We have a massive opportunity to get this right now in Scotland. The Status Quo is indefensible, and we can restore a happy, healthy work force who enjoy their job and benefit the Community in which they live and work.
The Greeks worked out the ‘Healthy Body Healthy Mind’ relationship 4000 years ago.
Covid has again shown how important a healthy thriving Community is to us all.
Linking Health and Social Care into Local Place Planning will allow us to target those localities most in need and to support those localities who are doing the right thing by making them even better, greener and more sustainable.
Scotland is well placed to deliver on this place-based way forward. We have the clinical and financial data available to really integrate health and social care.
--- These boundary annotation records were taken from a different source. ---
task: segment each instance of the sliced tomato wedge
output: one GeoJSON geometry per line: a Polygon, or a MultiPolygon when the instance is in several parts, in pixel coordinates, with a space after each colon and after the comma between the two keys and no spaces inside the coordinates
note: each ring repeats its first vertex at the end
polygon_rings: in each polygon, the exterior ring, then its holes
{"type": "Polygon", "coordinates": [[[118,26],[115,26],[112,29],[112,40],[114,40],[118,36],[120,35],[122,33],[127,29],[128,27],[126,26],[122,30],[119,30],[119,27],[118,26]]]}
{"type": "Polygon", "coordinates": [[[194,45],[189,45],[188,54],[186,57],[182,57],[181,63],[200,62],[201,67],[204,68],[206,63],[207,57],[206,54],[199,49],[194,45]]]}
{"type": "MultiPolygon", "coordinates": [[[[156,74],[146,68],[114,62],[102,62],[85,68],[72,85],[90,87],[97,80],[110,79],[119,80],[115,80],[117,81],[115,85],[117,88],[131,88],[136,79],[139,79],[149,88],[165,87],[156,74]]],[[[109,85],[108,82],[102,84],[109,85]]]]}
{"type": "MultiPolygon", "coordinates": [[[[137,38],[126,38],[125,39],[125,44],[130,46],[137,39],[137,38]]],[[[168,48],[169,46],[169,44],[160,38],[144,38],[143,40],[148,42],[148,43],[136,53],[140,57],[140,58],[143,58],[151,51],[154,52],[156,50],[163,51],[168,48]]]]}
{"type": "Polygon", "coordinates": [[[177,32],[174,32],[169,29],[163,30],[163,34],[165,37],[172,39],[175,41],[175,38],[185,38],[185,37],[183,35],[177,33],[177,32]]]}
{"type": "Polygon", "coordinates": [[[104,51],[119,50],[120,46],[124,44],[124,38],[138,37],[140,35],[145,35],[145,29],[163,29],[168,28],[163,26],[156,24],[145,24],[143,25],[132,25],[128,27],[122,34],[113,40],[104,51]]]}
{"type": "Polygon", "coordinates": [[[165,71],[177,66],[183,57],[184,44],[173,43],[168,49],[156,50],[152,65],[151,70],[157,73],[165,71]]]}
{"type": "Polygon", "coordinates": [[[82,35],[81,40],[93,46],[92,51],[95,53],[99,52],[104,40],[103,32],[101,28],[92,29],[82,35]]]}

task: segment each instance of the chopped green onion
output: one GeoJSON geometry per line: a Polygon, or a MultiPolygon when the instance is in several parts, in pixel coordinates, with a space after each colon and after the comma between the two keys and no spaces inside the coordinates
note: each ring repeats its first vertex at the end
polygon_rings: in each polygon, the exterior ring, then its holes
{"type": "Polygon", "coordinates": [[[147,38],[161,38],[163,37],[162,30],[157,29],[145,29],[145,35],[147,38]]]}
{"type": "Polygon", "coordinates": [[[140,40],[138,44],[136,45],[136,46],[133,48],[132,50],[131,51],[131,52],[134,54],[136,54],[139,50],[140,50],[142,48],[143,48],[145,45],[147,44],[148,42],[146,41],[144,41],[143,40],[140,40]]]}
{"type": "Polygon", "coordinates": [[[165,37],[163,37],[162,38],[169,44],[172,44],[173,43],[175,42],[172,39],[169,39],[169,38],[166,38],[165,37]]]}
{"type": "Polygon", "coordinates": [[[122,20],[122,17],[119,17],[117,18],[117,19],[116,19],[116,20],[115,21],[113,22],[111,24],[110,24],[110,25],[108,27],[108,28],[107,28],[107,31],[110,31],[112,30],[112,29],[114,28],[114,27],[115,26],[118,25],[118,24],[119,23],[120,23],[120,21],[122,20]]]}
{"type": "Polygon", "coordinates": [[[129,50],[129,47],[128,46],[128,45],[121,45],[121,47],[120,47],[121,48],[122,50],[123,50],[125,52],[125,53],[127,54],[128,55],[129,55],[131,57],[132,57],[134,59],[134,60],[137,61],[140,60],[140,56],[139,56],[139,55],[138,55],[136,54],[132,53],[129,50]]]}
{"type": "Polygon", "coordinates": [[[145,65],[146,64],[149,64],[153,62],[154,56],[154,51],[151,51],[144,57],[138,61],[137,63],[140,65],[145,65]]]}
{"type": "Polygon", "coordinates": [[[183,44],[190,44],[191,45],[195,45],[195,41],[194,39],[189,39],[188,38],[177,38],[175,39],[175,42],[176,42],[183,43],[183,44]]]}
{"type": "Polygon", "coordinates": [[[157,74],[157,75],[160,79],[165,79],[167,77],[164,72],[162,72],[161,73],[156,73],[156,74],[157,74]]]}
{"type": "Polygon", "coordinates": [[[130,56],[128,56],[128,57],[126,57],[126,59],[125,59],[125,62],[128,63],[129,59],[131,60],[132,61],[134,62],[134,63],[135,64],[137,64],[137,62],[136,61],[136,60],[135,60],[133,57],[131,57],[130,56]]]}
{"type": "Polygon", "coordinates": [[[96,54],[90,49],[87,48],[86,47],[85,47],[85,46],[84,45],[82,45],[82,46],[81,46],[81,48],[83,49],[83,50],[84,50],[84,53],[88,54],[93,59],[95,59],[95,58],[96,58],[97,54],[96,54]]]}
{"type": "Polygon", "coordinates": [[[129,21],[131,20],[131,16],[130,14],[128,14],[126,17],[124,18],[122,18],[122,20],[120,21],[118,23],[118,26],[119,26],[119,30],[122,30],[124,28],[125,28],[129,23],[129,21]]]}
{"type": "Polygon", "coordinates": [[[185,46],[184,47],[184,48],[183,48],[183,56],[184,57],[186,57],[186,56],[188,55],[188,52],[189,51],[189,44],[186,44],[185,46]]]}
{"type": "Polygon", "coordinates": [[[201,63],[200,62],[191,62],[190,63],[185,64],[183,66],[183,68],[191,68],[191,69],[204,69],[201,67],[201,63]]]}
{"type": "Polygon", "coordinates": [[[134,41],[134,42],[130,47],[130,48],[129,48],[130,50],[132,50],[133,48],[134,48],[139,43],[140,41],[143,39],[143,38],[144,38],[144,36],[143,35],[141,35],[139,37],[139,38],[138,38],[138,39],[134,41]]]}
It also means we can deliver within existing budgets and improve patient care throughout Scotland. We already have excellent examples and all of Scotland’s patients will benefit from continuity of care, have confidence in the quality of their individual care package and delivered by a happy confident workforce.
Sir Alex Fergusson would never expect an unhappy demoralised team who had never played together to win. It is essential that politicians, management and finance all play their essential part in supporting the individual patients and their communities to get optimal care. This means good housing, good jobs, good education and above all a healthy green sustainable environment. This will produce better health outcomes for all.
It is already being done in many parts of our Country, we must make sure it is delivered everywhere.